Patients have been feigning medical illness for centuries. Some do it for obvious reasons: the young man who limps to avoid the draft, the addict who cultivates back pain to obtain narcotics. For others, the world of doctors, nurses, and hospitals, perhaps first experienced during a childhood illness, proves to be a seductively nurturing environment. Desperate to return to that kind of love and care, they may go to all lengths to become and remain ill, subjecting themselves to dangerous medical procedures, even to self-inflicted injuries. (How had Shannon’s intravenous catheter become so very dirty?)
A small group of patients who literally fabricate their own illnesses are said to suffer from Munchausen syndrome, named after Baron von Münchhausen, an eighteenth-century German storyteller who wandered about the countryside spinning tall tales. Munchausen patients wander from hospital to hospital with ever more fantastic, completely contrived medical histories, seeking operations, medications, diagnoses. Psychiatrists consider these patients to be almost incurable. Veterans of countless operations, consuming unknown combinations of medications, they routinely wreak havoc on hospital wards, flouting the usual rules and regulations, demanding specific medications and procedures, and invariably disappearing after a final grandiose scene just as their physicians become suspicious.
One Munchausen patient--who traveled through Veterans Administration hospitals over a ten-year period in the 1970s--compiled medical files weighing almost 50 pounds. In a single year he was admitted to 39 different hospitals across the United States. This patient repeatedly wangled himself complex abdominal surgery by swallowing spoons. He was diagnosed again and again with kidney stones after soaking a piece of cotton in his own blood and placing it in his urethra, enabling him to pass bloody urine, and a bloody clot, at will. When reciting his history, he variously claimed to be a freelance writer, an airplane mechanic, an American Indian, and the commander of the Persian navy.
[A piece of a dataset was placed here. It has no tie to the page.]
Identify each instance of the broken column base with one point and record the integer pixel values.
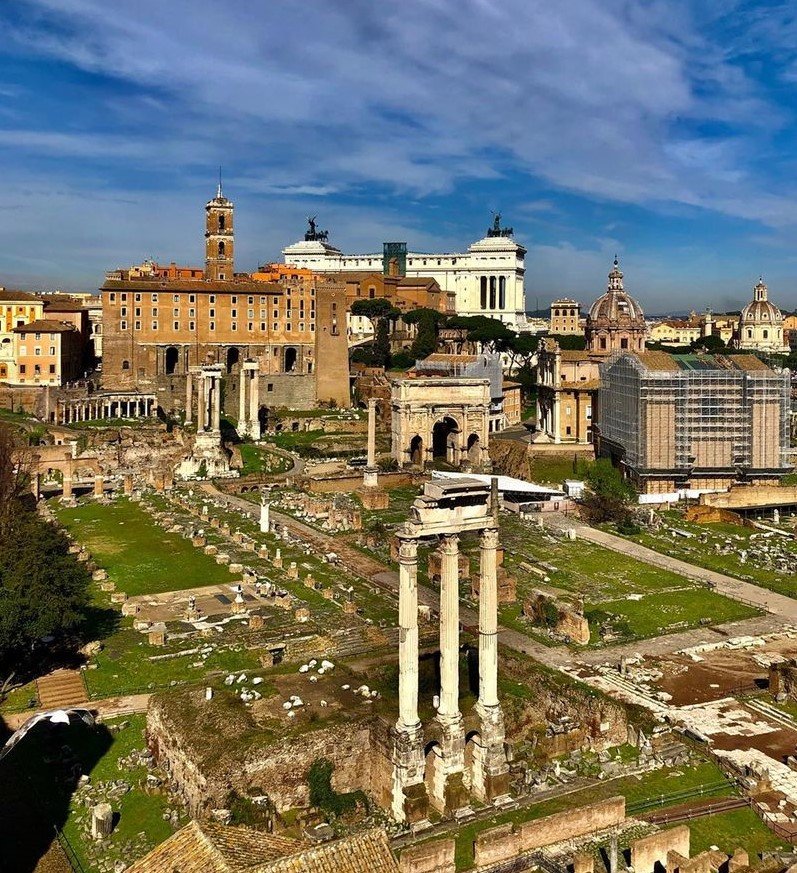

Shannon was a Munchausen patient of the modern inner city. She feigned not a variety of diseases, but the one whose various manifestations young adults in the ghetto have come to know as well as any doctor does. She migrated not across the country but across the Bronx, where tangled hospital bureaucracies, frazzled staff, and strict HIV-related confidentiality laws protected her ruse to perfection. And like Baron von Münchhausen himself, Shannon told us wonderful stories that we all wanted to hear and believe. We admired her gutsy confrontations with her terminal disease and were warmed by her profuse gratitude for our care. The usual Munchausen patient is hostile and difficult, but Shannon had a far better technique. She told us precisely what we wanted to hear.
I never did find out how much of what she’d told me about her life was real, how much invented. She simply disappeared into the mists of the drug world of New York City. After two months our social worker got a call that a patient resembling Shannon was attending an AIDS clinic at a hospital in Manhattan. Less than a week later another call came in, this time from the police. Shannon had been found in her apartment, dead of a heroin overdose. They had found our social worker’s business card on her table.
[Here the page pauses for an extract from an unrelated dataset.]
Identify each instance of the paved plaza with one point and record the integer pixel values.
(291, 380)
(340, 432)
None of us knew what to feel. Doctors and nurses are accustomed to mourning the deaths of patients--especially in an AIDS clinic. But we can usually take comfort in the knowledge that we helped them live longer, or at least better, than they might have without us. Could we say the same for Shannon? Remembering the pure pleasure she took in consoling the other patients on the AIDS ward, I still wonder if I could have found some better way to halt her expensive and self-destructive career in AIDS.